22 Feb 2011
FY2012 budget requests from the US Department of Defense include substantial funding increases for free-electron and liquid lasers.
Various types of high-energy laser and directed energy technologies have been earmarked for increased funding in the fiscal year 2012 budget requests presented by the US Navy, US Air Force and the Defense Advanced Research Projects Agency (DARPA).
Although the budget requests will be subject to intense debate within the US political system over the coming months, it is clear that these technologies are seen as a key part of future US defense operations.
The project that is attracting the largest funding in this area appears to be the Navy’s directed energy program, which largely relates to the development of a free electron laser (FEL) prototype.
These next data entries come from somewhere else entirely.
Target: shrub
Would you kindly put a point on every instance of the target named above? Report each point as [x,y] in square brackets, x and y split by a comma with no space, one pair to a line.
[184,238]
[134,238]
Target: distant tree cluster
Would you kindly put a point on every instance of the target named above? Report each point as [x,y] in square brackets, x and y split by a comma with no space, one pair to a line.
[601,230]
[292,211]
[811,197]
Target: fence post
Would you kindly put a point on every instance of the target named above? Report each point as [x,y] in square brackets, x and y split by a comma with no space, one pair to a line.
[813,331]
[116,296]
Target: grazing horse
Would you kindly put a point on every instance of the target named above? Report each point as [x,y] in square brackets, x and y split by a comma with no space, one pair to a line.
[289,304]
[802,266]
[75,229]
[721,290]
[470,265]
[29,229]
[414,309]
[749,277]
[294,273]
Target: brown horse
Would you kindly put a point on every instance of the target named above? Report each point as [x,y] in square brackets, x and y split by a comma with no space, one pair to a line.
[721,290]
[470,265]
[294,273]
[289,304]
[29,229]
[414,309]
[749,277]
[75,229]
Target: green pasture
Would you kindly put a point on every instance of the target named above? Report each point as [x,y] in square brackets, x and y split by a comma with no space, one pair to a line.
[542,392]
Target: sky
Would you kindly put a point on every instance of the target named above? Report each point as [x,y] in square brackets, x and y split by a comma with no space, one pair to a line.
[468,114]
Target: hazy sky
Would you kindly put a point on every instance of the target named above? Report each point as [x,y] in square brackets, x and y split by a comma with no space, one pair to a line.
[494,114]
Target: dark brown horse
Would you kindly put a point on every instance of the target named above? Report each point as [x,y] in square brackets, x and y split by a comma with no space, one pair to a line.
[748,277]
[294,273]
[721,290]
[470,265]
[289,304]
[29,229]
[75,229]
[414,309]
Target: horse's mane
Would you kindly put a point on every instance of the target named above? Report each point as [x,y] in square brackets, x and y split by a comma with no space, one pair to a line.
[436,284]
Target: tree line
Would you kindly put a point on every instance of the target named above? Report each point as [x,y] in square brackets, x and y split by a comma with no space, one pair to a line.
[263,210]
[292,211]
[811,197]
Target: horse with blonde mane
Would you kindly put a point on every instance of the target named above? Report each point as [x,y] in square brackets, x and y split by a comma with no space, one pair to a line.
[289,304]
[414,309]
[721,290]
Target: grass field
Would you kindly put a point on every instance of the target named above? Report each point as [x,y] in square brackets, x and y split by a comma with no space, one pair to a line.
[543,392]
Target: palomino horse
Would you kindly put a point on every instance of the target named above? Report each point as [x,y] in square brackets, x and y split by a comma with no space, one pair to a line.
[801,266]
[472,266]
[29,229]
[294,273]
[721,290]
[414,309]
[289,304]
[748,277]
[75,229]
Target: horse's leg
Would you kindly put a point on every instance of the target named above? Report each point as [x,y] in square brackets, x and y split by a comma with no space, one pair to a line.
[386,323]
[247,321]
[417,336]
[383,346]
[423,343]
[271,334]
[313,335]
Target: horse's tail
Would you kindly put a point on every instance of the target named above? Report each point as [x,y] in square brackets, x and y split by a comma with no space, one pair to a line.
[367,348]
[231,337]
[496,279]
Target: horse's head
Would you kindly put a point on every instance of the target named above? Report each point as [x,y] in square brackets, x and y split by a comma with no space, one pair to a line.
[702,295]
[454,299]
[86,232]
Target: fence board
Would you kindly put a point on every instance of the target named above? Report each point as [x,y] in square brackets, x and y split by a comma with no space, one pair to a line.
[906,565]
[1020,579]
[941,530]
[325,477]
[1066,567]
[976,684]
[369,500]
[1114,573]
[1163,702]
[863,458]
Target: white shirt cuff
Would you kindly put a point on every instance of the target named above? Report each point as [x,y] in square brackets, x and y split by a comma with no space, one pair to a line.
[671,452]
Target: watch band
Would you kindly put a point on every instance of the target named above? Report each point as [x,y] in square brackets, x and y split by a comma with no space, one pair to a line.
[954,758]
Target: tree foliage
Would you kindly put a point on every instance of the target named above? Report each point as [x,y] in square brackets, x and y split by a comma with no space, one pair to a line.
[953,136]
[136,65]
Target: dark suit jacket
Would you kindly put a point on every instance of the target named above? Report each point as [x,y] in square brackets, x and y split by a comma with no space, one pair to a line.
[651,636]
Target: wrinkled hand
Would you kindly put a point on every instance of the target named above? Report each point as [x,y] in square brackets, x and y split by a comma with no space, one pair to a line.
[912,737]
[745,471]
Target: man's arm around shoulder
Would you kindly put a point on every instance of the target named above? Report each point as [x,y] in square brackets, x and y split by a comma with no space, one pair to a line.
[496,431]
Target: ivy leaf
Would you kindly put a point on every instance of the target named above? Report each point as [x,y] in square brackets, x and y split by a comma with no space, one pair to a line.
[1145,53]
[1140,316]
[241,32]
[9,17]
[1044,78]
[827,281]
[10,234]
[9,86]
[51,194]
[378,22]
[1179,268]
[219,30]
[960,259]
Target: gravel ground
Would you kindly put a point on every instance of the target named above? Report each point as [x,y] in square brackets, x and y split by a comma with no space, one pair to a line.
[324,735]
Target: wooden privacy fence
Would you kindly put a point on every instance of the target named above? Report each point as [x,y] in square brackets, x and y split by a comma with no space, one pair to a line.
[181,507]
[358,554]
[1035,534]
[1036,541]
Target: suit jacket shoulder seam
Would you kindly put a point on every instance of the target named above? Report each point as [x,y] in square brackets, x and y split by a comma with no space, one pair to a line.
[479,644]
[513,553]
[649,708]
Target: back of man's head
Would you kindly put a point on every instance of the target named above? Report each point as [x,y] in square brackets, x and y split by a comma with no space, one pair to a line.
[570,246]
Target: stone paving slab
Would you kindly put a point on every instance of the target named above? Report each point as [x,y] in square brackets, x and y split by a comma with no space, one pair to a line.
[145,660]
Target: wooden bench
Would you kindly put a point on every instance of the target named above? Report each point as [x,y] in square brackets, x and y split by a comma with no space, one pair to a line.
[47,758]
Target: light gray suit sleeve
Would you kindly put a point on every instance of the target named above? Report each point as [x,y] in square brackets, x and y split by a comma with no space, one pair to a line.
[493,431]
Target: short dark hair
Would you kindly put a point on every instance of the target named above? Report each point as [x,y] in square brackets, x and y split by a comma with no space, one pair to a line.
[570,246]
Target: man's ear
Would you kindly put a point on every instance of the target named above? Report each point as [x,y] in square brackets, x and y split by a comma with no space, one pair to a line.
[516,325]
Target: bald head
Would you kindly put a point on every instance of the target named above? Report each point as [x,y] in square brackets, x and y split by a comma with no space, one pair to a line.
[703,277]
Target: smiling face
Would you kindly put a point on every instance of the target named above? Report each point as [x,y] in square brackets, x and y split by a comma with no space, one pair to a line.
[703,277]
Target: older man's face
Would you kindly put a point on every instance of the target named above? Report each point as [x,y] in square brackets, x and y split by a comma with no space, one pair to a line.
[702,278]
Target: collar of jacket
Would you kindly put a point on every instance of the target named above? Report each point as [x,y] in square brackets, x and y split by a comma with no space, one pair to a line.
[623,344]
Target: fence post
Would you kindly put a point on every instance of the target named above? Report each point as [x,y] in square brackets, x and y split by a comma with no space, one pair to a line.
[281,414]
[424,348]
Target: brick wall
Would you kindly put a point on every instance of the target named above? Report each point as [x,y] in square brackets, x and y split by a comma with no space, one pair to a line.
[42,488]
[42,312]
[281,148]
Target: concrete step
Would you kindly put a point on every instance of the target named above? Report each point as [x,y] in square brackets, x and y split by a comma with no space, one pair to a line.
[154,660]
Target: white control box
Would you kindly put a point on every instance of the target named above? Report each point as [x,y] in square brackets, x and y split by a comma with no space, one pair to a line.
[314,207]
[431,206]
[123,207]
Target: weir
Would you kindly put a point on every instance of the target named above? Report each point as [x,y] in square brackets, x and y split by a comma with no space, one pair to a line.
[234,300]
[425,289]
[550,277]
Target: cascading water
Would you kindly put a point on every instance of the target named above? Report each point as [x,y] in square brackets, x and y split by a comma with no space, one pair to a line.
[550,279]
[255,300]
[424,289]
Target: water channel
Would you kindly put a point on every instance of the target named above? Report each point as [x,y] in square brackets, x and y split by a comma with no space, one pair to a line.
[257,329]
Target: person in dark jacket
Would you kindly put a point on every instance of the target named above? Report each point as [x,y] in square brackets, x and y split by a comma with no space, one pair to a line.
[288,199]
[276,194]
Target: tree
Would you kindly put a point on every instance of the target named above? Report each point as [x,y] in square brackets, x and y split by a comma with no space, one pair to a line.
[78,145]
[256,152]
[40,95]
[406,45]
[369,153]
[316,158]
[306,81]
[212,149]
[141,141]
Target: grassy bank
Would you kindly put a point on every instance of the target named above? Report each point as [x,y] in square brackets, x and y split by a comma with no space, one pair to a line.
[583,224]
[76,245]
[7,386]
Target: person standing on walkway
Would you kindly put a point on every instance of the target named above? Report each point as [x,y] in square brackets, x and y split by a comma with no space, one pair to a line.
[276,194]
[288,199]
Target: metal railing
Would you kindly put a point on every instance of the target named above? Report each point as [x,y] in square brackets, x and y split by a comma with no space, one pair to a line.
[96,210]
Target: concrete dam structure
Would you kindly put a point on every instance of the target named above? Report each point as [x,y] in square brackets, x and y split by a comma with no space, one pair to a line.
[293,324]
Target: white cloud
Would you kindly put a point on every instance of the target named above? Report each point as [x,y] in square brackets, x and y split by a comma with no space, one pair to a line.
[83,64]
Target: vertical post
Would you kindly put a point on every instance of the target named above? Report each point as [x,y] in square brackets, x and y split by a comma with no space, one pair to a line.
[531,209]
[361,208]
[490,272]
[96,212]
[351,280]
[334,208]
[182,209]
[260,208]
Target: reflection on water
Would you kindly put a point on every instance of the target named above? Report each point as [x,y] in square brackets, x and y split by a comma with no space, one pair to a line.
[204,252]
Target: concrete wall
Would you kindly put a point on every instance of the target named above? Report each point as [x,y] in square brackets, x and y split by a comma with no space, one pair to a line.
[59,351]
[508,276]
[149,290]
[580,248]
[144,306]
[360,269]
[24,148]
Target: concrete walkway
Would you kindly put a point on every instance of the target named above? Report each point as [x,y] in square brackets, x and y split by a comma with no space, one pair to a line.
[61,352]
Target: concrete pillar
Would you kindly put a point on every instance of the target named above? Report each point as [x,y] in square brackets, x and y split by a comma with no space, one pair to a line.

The FEL is still in the early stages of development, and is not expected to be used on a ship for at least a decade, but the Navy is budgeting for a sharp increase in spending under its directed energy program – more than doubling from $28.9 million in FY 2010 to $60.4 million in FY 2012.
“[The] increase in funding is primarily due to the start of the second contractual phase of the FEL innovative naval prototype (INP) program,” wrote the Navy in its request document. “A single contractor was awarded the contract in late FY 2010, and in FY 2011 the selected contractor will begin the critical design, development and installation portion of the FEL INP 100 kW test and demonstration program.”
That contractor is Boeing, which was awarded $23.7 million by the Office of Naval Research in September 2010 to demonstrate the FEL’s scalability by the end of calendar 2011. The funding increase will also support the development of compact, high-performance optics for the FEL prototype, including mirrors and an oscillator system.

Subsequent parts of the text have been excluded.